A Lei de Responsabilidade Fiscal (Lei Complementar nº 101/2000) tornou obrigatório o controle dos gastos dos entes federados, basicamente condicionando-os à capacidade de suas arrecadações. Logo no seu preâmbulo (art. 1º, §1º) consta que a responsabilidade na gestão fiscal pressupõe a ação planejada e transparente, em que se previnem riscos e corrigem desvios capazes de afetar o equilíbrio das contas públicas, mediante o cumprimento de metas de resultados entre receitas e despesas e a obediência a limites e condições no que tange a renúncia de receita, geração de despesas com pessoal, da seguridade social e outras, dívidas consolidada e mobiliária, operações de crédito, inclusive por antecipação de receita, concessão de garantia e inscrição em Restos a Pagar.
É patente que havia uma total desordem das finanças dos entes nacional e subnacionais, com déficits imoderados e reiterados, levando o legislador infraconstitucional a adotar tal medida, no sentido de dar um basta aos constantes desequilíbrios das contas públicas, causa principal do aumento do endividamento.
A partir de então, a União, os estados (incluindo o DF) e os municípios foram obrigados a implementarem uma nova roupagem aos seus planejamentos, posto que passou a integrar a Lei de Diretrizes Orçamentárias o Anexo de Metas Fiscais, em que serão estabelecidas metas anuais, em valores correntes e constantes, relativas a receitas, despesas, resultados nominal e primário e montante da dívida pública, para o exercício a que se referirem e para os dois seguintes (LRF, art. 4º, §1º).
Não bastasse o estabelecimento das metas de resultados fiscal, também se exige esforços para atingir tais objetivos, ainda que os entes tenham que contingenciar seus orçamentos, com limitação de empenhos e movimentação financeira (art. 9º).
O déficit público ocorre quando o governo gasta mais do que arrecada.
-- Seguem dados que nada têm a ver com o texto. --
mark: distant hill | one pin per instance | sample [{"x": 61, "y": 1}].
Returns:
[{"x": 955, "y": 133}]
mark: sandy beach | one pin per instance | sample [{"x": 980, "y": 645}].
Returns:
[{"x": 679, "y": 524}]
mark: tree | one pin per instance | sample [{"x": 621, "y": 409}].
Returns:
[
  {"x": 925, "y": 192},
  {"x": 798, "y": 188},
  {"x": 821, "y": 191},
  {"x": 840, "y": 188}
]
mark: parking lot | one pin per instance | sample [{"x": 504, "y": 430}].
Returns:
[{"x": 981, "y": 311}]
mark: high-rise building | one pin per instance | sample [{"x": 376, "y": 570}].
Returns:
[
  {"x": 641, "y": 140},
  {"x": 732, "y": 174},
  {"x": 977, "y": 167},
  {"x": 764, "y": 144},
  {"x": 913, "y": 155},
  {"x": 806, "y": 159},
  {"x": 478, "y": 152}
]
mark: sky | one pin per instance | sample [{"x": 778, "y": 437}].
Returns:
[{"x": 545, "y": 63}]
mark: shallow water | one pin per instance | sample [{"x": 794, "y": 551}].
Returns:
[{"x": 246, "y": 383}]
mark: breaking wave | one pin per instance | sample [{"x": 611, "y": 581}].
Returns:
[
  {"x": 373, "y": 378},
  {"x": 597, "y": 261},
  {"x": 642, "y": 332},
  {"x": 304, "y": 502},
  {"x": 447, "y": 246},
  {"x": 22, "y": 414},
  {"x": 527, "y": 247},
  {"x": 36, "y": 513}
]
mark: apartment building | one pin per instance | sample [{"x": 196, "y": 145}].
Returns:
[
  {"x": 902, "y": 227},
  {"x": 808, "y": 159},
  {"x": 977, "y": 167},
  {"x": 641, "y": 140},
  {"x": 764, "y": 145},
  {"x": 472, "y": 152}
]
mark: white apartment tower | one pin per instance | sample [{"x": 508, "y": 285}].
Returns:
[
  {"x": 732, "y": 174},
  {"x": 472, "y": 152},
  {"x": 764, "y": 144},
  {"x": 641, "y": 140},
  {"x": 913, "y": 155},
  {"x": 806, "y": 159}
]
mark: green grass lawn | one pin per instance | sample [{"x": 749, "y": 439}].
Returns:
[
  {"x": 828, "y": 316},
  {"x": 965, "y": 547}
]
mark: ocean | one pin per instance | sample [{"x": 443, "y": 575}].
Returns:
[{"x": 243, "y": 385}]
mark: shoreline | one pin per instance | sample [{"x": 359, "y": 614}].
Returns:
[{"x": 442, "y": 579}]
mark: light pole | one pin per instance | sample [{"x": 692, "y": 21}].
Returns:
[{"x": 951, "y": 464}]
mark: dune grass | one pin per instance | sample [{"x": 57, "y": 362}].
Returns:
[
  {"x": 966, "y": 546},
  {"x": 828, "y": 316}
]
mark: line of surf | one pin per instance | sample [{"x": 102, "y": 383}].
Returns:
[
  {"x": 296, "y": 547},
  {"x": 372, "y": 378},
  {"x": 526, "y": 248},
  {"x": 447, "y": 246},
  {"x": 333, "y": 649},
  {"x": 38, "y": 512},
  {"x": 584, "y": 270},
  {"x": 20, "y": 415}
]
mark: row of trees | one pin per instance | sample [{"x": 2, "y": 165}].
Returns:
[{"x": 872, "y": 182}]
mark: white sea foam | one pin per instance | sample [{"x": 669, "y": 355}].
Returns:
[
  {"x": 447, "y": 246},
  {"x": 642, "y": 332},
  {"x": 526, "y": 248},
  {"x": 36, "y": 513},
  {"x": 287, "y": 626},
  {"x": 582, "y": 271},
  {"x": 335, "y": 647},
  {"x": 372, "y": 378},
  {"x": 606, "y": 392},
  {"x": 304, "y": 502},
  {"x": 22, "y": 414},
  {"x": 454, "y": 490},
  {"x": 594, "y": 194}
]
Para cobri-lo, como acontece na esfera federal, o governo recorre ao mercado financeiro, tanto mediante a emissão de títulos públicos, como por meio de empréstimos. Consequentemente, há o aumento da dívida pública. A dívida é onerada pelos seus encargos – os juros, que poderão torná-la uma bola de neve, caso ao menos esses juros não forem pagos regularmente.
A busca do equilíbrio das contas públicas e até mesmo a redução da dívida, exige esforço fiscal. Por um lado, o Estado precisa gastar menos e com eficiência. Por outro, precisa arrecadar mais.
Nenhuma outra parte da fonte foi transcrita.